SpaceX will launch an advanced GPS satellite for the U.S. Space Force from Florida on Tuesday night (Jan. 27), and you can watch the action live.
A Falcon 9 rocket carrying the GPS III-SV09 spacecraft is scheduled to lift off from Cape Canaveral Space Force Station Tuesday, during a 15-minute window that opens at 11:38 p.m. EST (0438 GMT on Jan. 28). SpaceX and the Space Force had been targeting Monday night (Jan. 26), but bad weather pushed things back a day.
You can watch it live via SpaceX’s website or X account. Coverage will begin about 10 minutes before launch.
The GPS III satellites are built by aerospace giant Lockheed Martin and feature “M-Code” technology, which makes them more resistant to jamming than their predecessors, according to Space Force officials.
The first GPS III vehicle lifted off in December 2018. As its name suggests, GPS III-SV09 will be the ninth, out of a planned total of 10, to reach orbit. The final one in the series is expected to go up later this year.
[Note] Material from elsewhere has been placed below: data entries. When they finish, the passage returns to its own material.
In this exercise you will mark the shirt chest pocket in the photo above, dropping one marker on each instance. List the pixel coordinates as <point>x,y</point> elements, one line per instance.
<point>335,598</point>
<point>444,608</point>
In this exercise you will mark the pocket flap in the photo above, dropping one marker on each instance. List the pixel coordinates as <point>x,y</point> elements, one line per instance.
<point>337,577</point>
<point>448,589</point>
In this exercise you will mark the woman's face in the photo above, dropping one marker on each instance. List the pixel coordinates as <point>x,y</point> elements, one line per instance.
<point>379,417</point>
GPS III-SV09 was originally booked to fly on Vulcan Centaur, United Launch Alliance’s powerful new rocket. But the Space Force changed that plan.
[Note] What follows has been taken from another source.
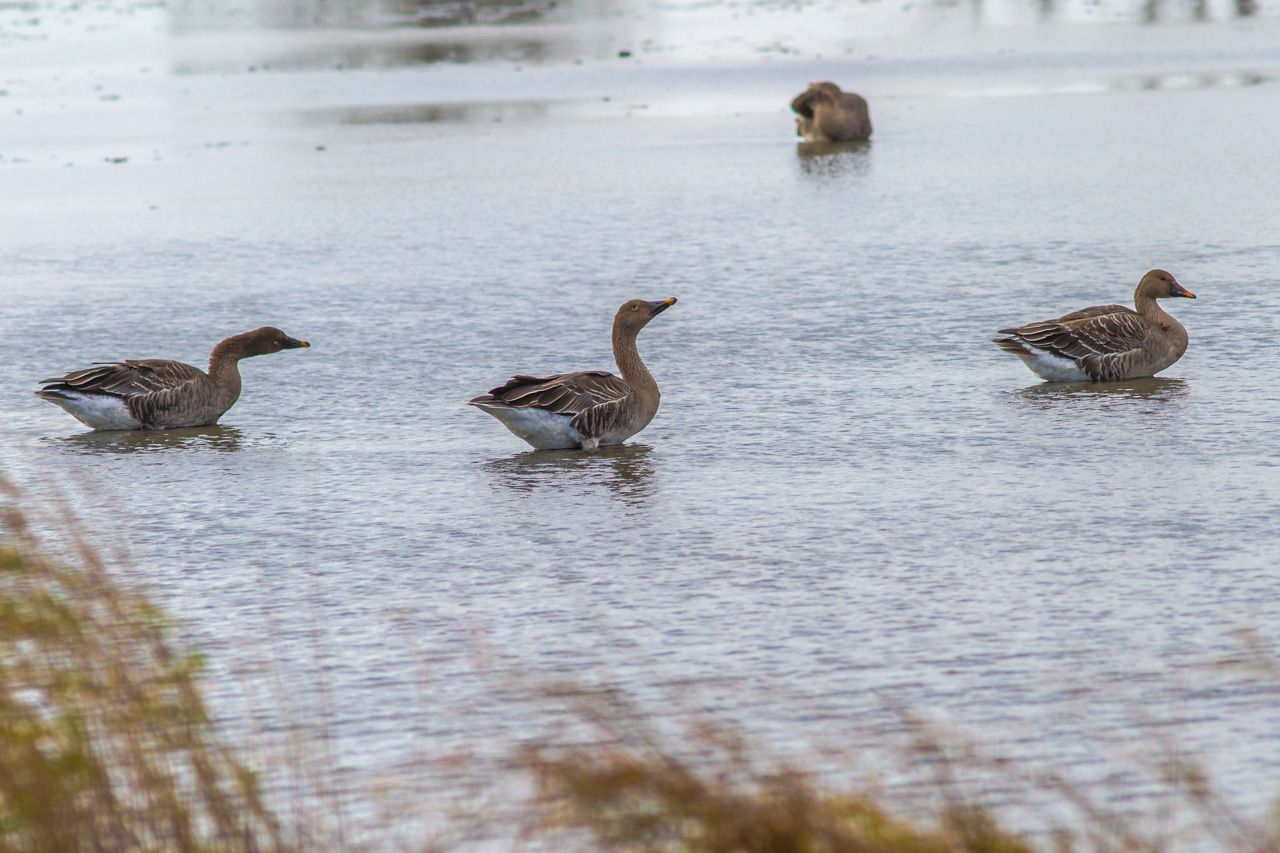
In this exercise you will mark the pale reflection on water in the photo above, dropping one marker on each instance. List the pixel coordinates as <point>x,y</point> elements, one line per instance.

“For this launch, we traded a GPS III mission from a Vulcan to a Falcon 9, then exchanged a later GPS IIIF mission from a Falcon Heavy to a Vulcan,” U.S. Space Force Col. Ryan Hiserote, SYD 80 Commander and National Security Space Launch program manager, said in an emailed statement on Jan. 22.
“Our commitment to keeping things flexible — programmatically and contractually — means that we can pivot when necessary to changing circumstances,” he added. “We have a proven ability to adapt the launch manifest to complex and dynamic factors and are continuing to shorten our timelines for delivering critical capabilities to warfighters.”
GPS IIIF, by the way, is the next iteration of satellites the U.S. will use for positioning, navigation and timing. (The “F” stands for “follow-on.”) The first of these spacecraft is expected to launch in Spring 2027.

The Space Force has named GPS III-SV09 after former U.S. Air Force Col. Ellison Onizuka, one of the seven NASA astronauts who died in the space shuttle Challenger accident on Jan. 28, 1986.
Other former astronauts have been so honored as well. For example, GPS III-SV05 was named after Apollo 11 moonwalker Neil Armstrong, and GPS III-SV07 carries the moniker “Sally Ride,” after the first American woman to reach space.
Tuesday’s flight will be the fifth for this particular Falcon 9’s first stage. If all goes according to plan, it will return to Earth about 8.5 minutes after launch, landing vertically on the SpaceX drone ship “A Shortfall of Gravitas” in the Atlantic Ocean.
The Falcon 9’s upper stage, meanwhile, will deploy “Ellison Onizuka” into medium-Earth orbit about 90 minutes after liftoff.
Editor’s note: This story was updated at 1 p.m. ET on Jan. 26 with the new target launch date of Jan. 27.